Bu konuda Adalet ve Kalkınma Partisi’nin, hükümetin kafasının biraz karışık olduğu da görülmektedir. Yüzde 10 seçim barajının korunması konusundaki çabaları, bu niyetine ve düşüncesine terstir. Ayrıca Kürt açılımının güçlenmesine yol verecek bir değişiklik önerisi olmaması, eleştirilmesi gereken bir konudur. Kürtlere karşı şiddetin geliştirilmesi yine bu düşüncelerle ve niyetlerle çelişen bir durum ortaya koyuyor. 12 Nisan 2010 günü Samsun’da Ahmet Türk’e yumruk atılması, bu olayı protesto edenlere karşı şiddetin tırmandırılması, örneğin Hakkari’de, annesinin gözleri önünde polisin 14 yaşında bir çocuğu öldüresiye dövmesi yine öyle. Çocuğun babasının KCK operasyonu çerçevesinde tutuklanan eski bir belediye başkanı olmasını da belirtmek gerekir. Cumhurbaşkanı’nın, Başbakan’ın, Başbakan Yardımcısı’nın, İçişleri Bakanı’nın bu olayları hemen protesto etmesi, Ahmet Türk’ü hastanede ziyaret etmeleri, şiddet uygulayan polislerin açığa alınmasını, gerginlikleri yumuşatıcı bir tutum olmuştur.
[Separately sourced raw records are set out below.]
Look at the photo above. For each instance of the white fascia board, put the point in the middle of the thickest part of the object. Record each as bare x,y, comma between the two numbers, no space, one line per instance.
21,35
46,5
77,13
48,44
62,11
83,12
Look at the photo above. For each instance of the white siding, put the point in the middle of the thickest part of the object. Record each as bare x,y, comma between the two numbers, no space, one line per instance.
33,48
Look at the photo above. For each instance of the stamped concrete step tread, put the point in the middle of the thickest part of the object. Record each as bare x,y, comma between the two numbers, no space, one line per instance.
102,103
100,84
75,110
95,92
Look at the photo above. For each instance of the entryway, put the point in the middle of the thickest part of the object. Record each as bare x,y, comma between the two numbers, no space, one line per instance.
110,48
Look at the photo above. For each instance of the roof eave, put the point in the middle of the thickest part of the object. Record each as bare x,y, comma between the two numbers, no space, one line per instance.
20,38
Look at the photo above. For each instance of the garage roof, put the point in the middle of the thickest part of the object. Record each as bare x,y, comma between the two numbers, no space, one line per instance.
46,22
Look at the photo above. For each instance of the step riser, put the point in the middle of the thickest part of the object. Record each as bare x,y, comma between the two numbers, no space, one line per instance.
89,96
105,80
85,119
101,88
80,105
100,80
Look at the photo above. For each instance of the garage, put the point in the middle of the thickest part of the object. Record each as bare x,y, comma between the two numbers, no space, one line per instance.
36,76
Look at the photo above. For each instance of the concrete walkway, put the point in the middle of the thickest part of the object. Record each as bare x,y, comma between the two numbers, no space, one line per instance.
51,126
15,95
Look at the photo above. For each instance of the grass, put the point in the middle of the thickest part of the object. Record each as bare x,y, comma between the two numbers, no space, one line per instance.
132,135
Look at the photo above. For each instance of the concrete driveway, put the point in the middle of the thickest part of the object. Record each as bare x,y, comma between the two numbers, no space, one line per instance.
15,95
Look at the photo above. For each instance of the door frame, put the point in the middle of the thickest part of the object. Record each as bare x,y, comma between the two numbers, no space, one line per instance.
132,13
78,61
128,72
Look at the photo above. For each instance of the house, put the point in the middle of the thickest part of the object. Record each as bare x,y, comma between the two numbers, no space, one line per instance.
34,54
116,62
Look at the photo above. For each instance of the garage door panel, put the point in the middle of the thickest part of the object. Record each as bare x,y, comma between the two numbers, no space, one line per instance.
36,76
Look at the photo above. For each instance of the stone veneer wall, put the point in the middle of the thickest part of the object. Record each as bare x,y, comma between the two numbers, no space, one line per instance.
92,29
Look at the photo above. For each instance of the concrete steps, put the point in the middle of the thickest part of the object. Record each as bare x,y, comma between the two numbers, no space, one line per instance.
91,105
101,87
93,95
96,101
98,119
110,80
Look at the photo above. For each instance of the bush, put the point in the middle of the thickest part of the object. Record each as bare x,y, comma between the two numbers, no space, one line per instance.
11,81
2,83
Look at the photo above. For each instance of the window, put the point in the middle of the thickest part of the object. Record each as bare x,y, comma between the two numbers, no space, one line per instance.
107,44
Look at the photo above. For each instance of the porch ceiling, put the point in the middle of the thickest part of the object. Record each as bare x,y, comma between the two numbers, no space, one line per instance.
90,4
Bütün bunlara rağmen anayasa değişikliklerinin bir bütün olarak desteklenmesi gerekir. 9 Kasım 2005’te Şemdinli’deki Barış Kitabevi’ne bomba atma olayını soruşturan ve bu konuda iddianame hazırlayan savcının görevine son verilmesi, meslekten uzaklaştırılması, Hâkimler ve Savcılar Yüksek Kurulu’nun bir işlemiydi. Bu, adalet anlayışıyla bağdaşmayan, meşruluğu olmayan bir işlemdi. Düşünülen değişiklikler, yüksek yargıda görülen bu tür keyfiliklerin önüne geçiyor.
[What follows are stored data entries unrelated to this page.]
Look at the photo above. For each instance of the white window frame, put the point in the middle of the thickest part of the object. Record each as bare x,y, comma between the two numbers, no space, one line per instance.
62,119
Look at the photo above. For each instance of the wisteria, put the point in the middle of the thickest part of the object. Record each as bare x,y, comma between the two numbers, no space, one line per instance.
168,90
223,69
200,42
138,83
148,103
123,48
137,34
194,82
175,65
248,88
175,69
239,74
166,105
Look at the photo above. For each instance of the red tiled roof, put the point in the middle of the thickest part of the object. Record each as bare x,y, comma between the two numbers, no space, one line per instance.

9 Aralık 2009 tarihinde Anayasa Mahkemesi’nin aldığı bir kararla Demokratik Toplum Partisi kapatıldı. Anayasa Mahkemesi tarafından kapatılan bu kaçıncı parti? Değişiklik önerilerinde, siyasal partilerin kapatılmasında TBMM’nin onayı aranıyor.
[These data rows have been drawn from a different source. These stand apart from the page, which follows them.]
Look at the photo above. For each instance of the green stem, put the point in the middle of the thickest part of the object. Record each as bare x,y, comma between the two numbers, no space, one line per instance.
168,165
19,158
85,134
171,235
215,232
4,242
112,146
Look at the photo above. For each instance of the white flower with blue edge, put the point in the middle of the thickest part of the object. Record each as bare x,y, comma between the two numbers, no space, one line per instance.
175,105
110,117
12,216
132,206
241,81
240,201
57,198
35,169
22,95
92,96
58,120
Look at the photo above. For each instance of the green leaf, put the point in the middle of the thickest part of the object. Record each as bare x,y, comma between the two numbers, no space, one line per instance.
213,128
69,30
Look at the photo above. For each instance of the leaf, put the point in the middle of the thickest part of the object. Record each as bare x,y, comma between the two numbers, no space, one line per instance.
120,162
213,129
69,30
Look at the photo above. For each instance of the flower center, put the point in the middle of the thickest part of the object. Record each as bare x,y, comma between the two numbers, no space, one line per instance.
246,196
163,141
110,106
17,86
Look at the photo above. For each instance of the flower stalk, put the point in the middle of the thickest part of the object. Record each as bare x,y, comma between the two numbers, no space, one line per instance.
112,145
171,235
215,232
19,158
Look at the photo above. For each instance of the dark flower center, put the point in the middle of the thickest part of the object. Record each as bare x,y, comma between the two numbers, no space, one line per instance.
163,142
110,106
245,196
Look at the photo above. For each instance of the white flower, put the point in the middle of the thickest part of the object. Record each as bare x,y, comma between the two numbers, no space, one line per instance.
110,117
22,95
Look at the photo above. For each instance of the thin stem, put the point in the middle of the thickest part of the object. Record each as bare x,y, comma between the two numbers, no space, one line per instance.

Anayasa Mahkemesi iki ay kadar önce askerlere adli yargı yolunu açan bir düzenlemeyi de iptal etmişti. Anayasa değişiklikleri arasında, askerlere adli yargı yolunu açan düzenlemeler de var. Barış ve Demokrasi Partisi anayasa değişikliklerine, Kürt sorununun çözümüne ilişkin öneriler yok diye destek vermeyeceğini belirtmektedir. Bu doğru bir tutum değildir. Bu değişiklik önerilerine karşı durmak, Barış ve Demokrasi Partisi’ni yüksek yargının bugünkü antidemokratik yapısını destekler bir konuma itmektedir. Halbuki bugünkü bu yapılardan en çok zarar görenler Kürtlerdir.